Table 6 shows the number of failure support cases reported for the production environment projects in the study period.

Table 6. Reported software failures of production environment projects.

We analyzed the number of software failures of the projects that used the proposed testing framework against the projects that did not use the framework. As a result, the proposal’s impact corresponds to the percentage of software failures achieved by the two types of projects, measured by the following formula:

$$\mathrm{\% }\,of\, failures\, achieved\,=\,\frac{No. \,of\, failures\, with\, the\, proposal}{No. \,of \,failures\, without\, the\, proposal}\,\times \,100$$
$$\mathrm{\% }\,of \,failures\, achieved\,=\,\frac{4}{32}\,\times \,100$$
$$\mathrm{\% }\,of \,failures\, achieved\,=\,\mathrm{12,5 \%}$$

The result of the calculation of the impact caused by using the software testing framework shows a reduction to 12.5% of the reported software failures instead of the projects that did not use the proposed framework in this study. In addition, none of the reported incidents corresponds to errors in the data, avoiding direct affectation to the database.

3.3 Satisfaction Survey

To measure the perception of the technical staff of the Development Area about the use of the proposed testing framework, we first conducted a diagnostic survey and another survey after the implementation of the proposed testing framework. Therefore, we conducted a diagnostic survey and then another satisfaction survey after implementing the proposed testing framework in the study company. We designed the surveys using and rating using the 3 Likert response scale (Very Good, Good, Fair). Table 7 shows the rating of the surveys and the impact of the implementation of the proposed framework.

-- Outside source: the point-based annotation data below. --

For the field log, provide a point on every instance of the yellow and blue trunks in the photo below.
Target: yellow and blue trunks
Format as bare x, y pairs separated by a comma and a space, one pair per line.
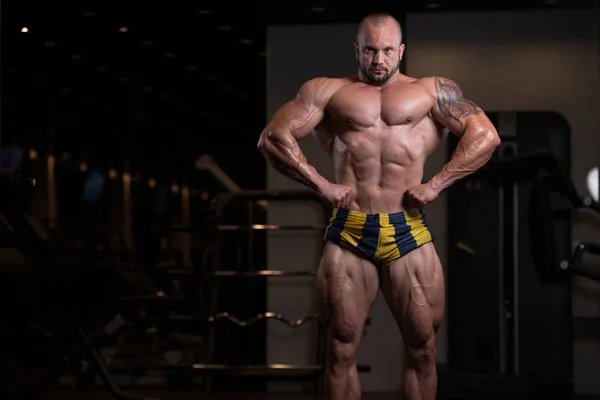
380, 238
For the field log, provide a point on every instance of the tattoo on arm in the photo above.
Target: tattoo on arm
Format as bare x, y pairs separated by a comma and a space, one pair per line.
451, 102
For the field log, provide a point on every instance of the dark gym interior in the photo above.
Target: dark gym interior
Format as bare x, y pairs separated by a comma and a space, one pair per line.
140, 245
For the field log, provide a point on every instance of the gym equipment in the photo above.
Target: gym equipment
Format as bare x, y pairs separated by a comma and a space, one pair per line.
231, 274
25, 373
497, 301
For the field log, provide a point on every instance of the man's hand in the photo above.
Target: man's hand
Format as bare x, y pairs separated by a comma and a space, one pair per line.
419, 196
338, 195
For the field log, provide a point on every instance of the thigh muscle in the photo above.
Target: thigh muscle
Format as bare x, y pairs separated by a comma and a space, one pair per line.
347, 285
413, 287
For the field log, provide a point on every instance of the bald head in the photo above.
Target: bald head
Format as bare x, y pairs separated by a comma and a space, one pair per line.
378, 48
373, 23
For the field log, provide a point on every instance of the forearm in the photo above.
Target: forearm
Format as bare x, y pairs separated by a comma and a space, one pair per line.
283, 153
473, 151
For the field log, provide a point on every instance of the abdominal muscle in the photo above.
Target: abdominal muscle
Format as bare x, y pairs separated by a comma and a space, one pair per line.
378, 171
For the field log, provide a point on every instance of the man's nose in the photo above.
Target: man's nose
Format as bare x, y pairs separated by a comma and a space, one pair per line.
378, 59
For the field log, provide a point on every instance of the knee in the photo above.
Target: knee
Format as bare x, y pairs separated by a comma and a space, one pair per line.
422, 356
343, 345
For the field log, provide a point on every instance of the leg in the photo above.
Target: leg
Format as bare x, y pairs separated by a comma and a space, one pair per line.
347, 285
413, 287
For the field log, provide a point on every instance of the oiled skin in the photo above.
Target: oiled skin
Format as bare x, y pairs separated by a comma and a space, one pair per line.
380, 127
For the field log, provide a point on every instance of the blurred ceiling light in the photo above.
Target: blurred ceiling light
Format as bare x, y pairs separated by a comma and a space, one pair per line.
593, 181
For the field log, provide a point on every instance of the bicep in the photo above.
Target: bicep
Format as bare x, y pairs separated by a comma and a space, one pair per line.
454, 111
296, 118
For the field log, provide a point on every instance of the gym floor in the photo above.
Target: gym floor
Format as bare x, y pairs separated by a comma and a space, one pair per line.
192, 395
198, 394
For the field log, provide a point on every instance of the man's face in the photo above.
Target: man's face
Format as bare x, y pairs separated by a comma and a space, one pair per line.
379, 51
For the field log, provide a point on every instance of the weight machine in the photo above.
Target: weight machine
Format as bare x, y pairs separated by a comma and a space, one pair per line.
237, 280
20, 233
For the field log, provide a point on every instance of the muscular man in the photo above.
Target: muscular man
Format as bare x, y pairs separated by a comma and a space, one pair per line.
379, 126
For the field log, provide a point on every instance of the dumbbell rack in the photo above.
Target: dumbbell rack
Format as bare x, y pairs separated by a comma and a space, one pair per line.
219, 272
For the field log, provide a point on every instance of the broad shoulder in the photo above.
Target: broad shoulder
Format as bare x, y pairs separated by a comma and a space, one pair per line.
440, 85
319, 90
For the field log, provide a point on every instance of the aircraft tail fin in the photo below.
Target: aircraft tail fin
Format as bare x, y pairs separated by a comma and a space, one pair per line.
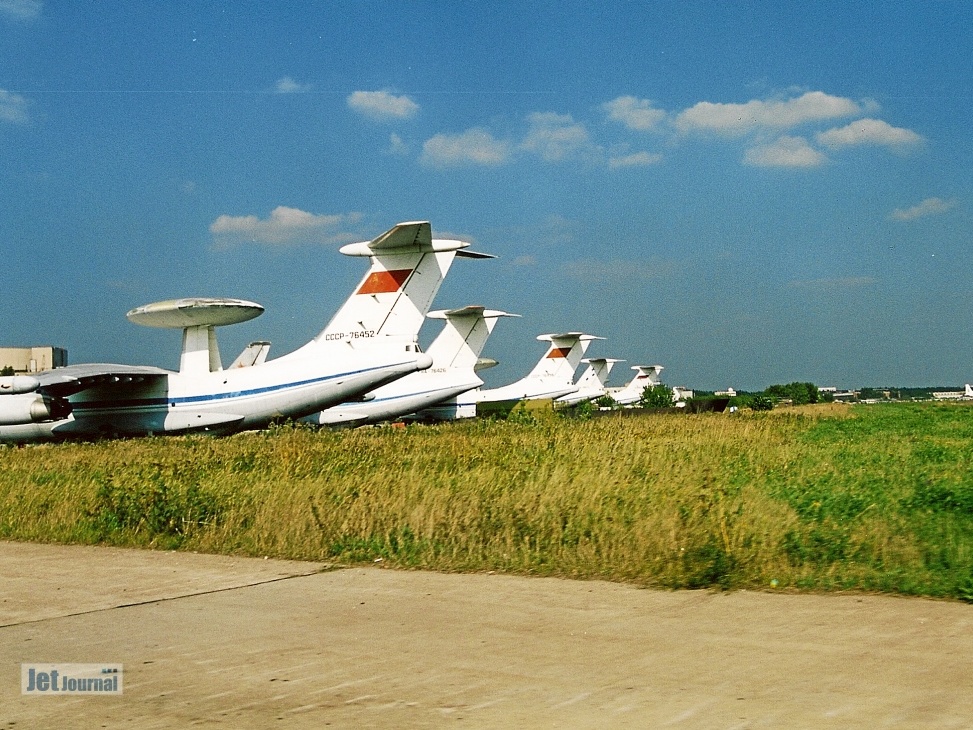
463, 336
596, 374
407, 268
646, 375
253, 354
563, 355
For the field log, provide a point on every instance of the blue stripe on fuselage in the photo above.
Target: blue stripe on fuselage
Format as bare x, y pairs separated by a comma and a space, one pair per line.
216, 397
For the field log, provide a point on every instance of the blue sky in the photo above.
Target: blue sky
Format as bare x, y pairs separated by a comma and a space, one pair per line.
747, 193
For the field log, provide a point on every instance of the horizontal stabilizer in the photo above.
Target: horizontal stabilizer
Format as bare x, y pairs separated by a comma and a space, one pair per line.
179, 421
402, 238
484, 363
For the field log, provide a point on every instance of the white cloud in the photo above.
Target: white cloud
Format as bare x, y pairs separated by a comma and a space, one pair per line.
929, 206
13, 107
397, 146
285, 225
21, 9
555, 136
600, 271
830, 285
637, 159
784, 152
739, 119
287, 85
382, 105
473, 147
869, 131
636, 114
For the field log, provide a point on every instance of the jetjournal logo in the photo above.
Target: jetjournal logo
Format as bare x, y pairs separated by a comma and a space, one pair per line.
71, 679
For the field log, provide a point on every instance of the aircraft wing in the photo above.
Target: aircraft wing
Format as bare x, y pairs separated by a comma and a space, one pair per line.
66, 381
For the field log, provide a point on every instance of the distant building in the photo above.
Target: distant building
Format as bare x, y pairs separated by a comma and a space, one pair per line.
33, 359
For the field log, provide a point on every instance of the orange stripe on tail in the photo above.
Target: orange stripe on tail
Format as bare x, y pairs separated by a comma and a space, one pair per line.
384, 282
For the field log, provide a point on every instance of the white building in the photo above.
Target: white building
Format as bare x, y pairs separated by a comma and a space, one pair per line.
33, 359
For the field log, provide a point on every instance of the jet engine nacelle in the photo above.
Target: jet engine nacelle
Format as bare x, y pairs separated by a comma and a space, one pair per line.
18, 384
29, 407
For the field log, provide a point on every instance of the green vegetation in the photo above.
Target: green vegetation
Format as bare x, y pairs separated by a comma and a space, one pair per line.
824, 497
656, 396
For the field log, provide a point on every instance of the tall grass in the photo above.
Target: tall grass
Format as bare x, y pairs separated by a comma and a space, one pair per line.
879, 499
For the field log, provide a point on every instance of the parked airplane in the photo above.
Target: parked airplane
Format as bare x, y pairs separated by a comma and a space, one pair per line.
552, 376
647, 375
366, 345
455, 353
591, 384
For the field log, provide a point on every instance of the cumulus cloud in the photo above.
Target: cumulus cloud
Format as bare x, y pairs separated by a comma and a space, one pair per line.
473, 147
382, 106
740, 119
870, 132
13, 107
287, 85
636, 159
397, 146
636, 114
21, 9
929, 206
284, 226
555, 136
784, 152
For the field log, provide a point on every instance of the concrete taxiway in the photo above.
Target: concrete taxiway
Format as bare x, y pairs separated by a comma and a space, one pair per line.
215, 641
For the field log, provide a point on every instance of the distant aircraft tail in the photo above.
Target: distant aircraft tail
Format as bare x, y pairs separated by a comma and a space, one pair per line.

Table 7. Impact of the implementation of the testing framework.

4 Discussion

We consider it necessary to clarify that the development environment, the Framework artifacts, and templates are in Spanish since we believe that the replication of this study should consider carried out in the same language. However, we do not recommend doing it in a different language because we do not know if the translation of the artifacts would affect the validity of the research.

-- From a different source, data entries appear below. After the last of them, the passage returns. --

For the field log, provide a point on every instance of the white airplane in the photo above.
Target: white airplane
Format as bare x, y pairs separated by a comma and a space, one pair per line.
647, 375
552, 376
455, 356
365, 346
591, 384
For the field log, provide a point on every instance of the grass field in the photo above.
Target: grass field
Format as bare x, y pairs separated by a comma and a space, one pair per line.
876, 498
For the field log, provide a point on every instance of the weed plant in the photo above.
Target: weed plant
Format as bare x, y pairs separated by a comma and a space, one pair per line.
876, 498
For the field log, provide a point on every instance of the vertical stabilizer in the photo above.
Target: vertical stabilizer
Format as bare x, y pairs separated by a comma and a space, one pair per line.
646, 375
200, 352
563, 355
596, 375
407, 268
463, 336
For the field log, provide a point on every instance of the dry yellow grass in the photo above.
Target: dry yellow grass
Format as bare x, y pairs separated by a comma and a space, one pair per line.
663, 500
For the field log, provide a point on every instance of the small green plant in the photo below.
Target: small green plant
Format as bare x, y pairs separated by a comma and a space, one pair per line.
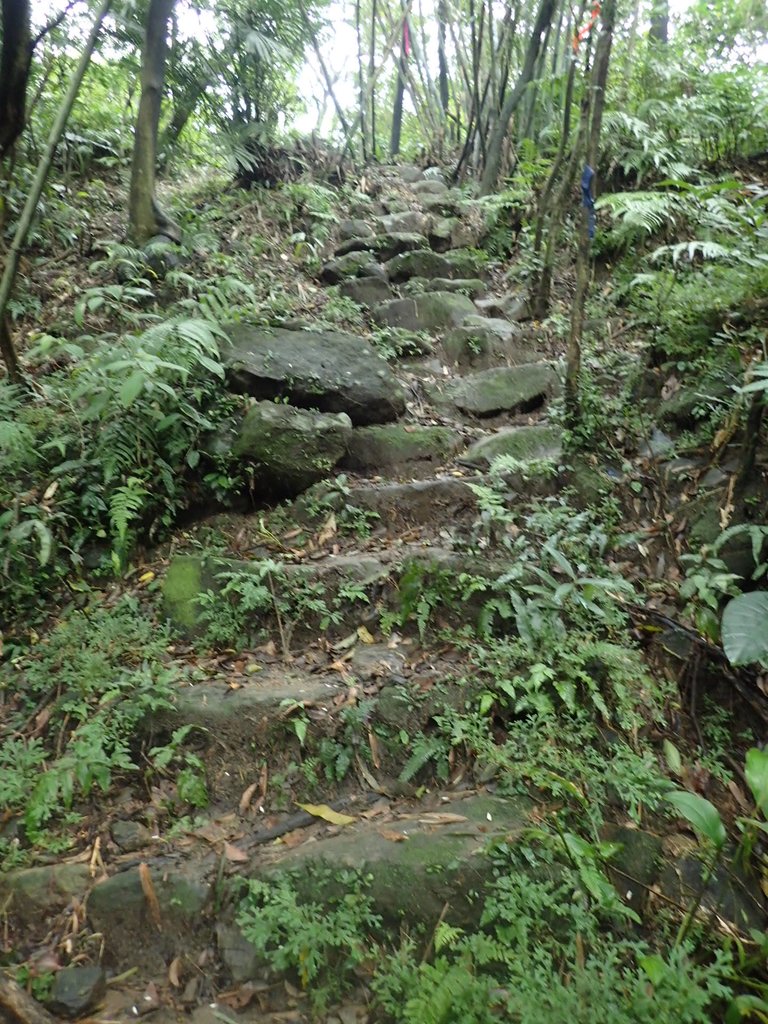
322, 943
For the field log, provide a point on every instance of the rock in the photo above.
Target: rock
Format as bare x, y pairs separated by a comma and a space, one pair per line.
238, 955
130, 836
291, 449
385, 448
467, 286
657, 443
367, 292
409, 220
539, 441
33, 893
360, 205
420, 263
427, 312
501, 328
77, 989
438, 862
354, 228
512, 306
410, 173
385, 246
394, 204
466, 262
446, 204
420, 501
430, 186
357, 264
119, 909
481, 347
441, 231
329, 371
501, 389
162, 254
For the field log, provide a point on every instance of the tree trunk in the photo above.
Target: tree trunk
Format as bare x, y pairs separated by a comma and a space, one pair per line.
659, 22
496, 144
442, 80
597, 103
145, 219
14, 71
7, 348
399, 93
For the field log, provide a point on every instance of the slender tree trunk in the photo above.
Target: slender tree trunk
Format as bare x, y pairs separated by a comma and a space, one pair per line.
14, 71
360, 79
145, 219
399, 93
659, 22
7, 349
496, 144
597, 104
442, 77
371, 73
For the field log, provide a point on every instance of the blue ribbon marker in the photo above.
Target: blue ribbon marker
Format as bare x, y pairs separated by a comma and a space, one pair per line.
587, 201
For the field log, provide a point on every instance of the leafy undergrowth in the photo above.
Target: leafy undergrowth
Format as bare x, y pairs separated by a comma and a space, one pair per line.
552, 677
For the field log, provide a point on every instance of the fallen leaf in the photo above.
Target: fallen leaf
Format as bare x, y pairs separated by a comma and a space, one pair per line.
327, 813
174, 972
329, 529
245, 800
235, 855
392, 836
365, 635
151, 896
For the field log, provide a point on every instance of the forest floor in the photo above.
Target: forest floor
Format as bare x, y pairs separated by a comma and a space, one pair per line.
459, 657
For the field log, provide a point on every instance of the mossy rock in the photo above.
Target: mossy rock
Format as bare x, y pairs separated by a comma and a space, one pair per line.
390, 445
438, 862
500, 389
291, 449
523, 443
433, 310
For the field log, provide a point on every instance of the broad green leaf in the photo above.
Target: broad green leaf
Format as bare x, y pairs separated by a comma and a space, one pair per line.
744, 628
673, 759
131, 388
702, 816
756, 772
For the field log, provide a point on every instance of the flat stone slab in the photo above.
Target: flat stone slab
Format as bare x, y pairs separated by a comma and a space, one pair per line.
433, 310
420, 263
396, 444
500, 389
368, 292
328, 371
291, 449
439, 859
385, 246
524, 443
355, 264
479, 347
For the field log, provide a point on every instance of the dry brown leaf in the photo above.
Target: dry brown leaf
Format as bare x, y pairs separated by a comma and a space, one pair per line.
233, 854
245, 800
373, 742
441, 819
329, 529
174, 972
147, 888
327, 813
392, 836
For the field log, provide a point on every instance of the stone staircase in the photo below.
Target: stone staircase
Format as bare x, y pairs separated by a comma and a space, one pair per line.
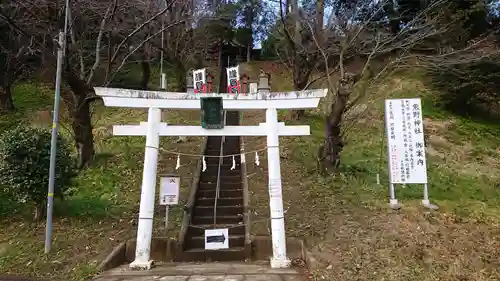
224, 211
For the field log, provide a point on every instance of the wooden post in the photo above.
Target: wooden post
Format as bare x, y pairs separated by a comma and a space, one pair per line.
279, 259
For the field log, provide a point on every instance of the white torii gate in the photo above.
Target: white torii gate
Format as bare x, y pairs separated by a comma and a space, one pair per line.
154, 128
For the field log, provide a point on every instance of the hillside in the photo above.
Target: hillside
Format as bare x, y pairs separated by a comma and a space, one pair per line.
344, 219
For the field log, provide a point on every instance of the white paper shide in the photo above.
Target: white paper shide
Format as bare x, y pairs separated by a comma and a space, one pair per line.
405, 141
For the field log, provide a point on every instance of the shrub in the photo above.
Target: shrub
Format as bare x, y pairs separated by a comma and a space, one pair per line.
469, 89
25, 162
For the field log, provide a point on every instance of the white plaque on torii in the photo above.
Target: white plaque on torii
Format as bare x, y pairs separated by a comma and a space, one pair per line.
154, 128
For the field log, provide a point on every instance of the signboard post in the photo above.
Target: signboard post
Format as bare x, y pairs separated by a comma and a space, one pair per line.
216, 239
233, 82
169, 193
406, 147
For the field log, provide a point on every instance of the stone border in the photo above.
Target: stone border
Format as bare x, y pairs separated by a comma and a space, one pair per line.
115, 258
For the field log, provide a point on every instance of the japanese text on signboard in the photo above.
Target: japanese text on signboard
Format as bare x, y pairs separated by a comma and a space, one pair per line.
233, 83
407, 163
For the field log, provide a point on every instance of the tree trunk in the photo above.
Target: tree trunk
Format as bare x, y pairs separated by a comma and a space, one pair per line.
81, 121
146, 74
249, 52
82, 128
6, 102
329, 152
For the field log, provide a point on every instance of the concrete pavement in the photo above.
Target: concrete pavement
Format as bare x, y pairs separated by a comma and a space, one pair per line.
203, 272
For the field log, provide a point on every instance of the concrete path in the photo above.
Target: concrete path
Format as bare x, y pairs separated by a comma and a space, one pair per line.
203, 272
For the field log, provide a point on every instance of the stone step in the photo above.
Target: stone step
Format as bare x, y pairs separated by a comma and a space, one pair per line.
221, 210
228, 201
202, 255
222, 185
204, 193
197, 242
199, 230
221, 219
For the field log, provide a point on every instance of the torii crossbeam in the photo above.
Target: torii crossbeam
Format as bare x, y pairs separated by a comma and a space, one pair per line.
154, 128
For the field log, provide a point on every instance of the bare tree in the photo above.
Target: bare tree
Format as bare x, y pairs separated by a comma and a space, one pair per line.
103, 36
16, 60
297, 49
357, 31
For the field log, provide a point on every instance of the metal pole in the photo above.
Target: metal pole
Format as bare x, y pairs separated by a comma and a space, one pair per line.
163, 84
55, 127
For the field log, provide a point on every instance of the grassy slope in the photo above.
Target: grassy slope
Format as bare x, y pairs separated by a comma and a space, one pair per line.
103, 211
345, 219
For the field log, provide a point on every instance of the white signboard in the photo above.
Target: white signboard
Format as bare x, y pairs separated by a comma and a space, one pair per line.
169, 190
199, 80
253, 88
233, 77
216, 239
405, 141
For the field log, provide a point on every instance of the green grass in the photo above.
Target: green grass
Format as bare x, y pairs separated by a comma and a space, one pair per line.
102, 209
344, 218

During the study, we also observed that the expertise of the development team members influences the quality of the software product; for this reason, we see the convenient use of a tool that manages software testing and describes the necessary templates for the documentation of the software evaluation process.

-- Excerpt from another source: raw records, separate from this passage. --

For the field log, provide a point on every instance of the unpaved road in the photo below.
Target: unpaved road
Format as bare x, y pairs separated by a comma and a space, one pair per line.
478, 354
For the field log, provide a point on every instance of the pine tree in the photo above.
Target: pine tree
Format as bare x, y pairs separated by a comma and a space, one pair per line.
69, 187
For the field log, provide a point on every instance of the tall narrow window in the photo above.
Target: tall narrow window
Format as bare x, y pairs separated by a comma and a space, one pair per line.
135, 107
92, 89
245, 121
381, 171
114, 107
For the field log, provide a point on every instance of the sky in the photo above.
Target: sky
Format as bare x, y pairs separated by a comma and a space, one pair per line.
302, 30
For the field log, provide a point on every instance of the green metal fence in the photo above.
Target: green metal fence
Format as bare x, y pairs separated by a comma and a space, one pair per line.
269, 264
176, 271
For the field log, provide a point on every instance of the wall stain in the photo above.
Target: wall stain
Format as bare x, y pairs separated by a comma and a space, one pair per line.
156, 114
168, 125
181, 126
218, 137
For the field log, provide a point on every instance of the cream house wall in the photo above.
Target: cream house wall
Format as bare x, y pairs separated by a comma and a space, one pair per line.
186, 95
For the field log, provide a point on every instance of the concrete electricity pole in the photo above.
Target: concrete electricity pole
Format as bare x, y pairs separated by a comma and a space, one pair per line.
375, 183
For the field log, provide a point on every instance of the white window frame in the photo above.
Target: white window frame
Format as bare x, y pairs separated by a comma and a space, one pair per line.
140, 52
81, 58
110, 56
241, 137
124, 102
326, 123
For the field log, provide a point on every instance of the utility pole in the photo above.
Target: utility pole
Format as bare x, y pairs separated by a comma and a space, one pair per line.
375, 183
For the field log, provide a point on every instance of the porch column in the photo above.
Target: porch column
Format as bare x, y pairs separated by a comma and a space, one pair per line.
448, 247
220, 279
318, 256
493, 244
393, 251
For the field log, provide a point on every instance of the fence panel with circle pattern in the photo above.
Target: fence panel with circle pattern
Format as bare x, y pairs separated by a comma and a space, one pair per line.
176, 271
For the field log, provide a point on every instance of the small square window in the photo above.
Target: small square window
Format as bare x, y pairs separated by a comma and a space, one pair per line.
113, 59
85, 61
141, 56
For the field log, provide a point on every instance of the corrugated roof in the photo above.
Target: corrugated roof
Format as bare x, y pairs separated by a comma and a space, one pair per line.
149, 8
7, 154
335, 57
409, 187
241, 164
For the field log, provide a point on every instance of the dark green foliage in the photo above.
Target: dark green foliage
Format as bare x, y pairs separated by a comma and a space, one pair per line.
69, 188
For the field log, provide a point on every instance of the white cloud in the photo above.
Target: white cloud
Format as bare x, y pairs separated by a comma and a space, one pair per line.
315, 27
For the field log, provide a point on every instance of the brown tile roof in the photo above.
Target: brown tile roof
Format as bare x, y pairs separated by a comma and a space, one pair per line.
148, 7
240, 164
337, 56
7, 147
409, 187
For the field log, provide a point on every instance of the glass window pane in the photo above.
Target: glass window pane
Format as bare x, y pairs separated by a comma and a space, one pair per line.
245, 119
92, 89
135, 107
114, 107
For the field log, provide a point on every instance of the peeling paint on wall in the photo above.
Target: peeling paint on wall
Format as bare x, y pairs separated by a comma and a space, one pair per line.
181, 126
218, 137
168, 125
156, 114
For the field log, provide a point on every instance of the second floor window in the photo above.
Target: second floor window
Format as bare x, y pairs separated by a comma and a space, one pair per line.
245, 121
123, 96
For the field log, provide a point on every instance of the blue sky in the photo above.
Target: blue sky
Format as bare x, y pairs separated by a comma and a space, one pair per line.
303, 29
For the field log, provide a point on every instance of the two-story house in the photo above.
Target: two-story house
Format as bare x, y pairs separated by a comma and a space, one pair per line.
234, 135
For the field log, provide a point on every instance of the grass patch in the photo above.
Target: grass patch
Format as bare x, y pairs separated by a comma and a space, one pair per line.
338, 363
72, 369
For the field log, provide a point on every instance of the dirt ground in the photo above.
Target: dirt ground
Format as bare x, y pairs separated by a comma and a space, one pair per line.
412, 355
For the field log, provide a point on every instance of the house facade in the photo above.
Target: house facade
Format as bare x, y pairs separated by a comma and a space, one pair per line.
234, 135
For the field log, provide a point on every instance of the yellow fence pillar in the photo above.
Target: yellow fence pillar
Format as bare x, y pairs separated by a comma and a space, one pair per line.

5 Conclusions and Future Work

In this study, based on the DSR research approach, we pose the research question: Does implementing a test management framework in the development process improve the quality of the software product? First, we answered this question by developing a software testing framework based on the processes described in ISO/IEC/IEEE 29119–2 and ISO/IEC/IEEE 29119–3 documentation templates. Then, we validated this instrument using three artifacts to measure the influence of the proposed framework on the quality of the developed software. The principal validation results show an increase in error detection in the range of 77% to 100%, reduction of defect density in the range of 95% to 0%, and a 12.5% reduction of software failures previously deployed in production environments. Therefore, we conclude that implementing a test management framework does improve the quality of the developed software product.

As future work, we propose to study the impact of the use of this proposal in software development teams with different levels of experience to check which segment has a more significant impact and is more necessary.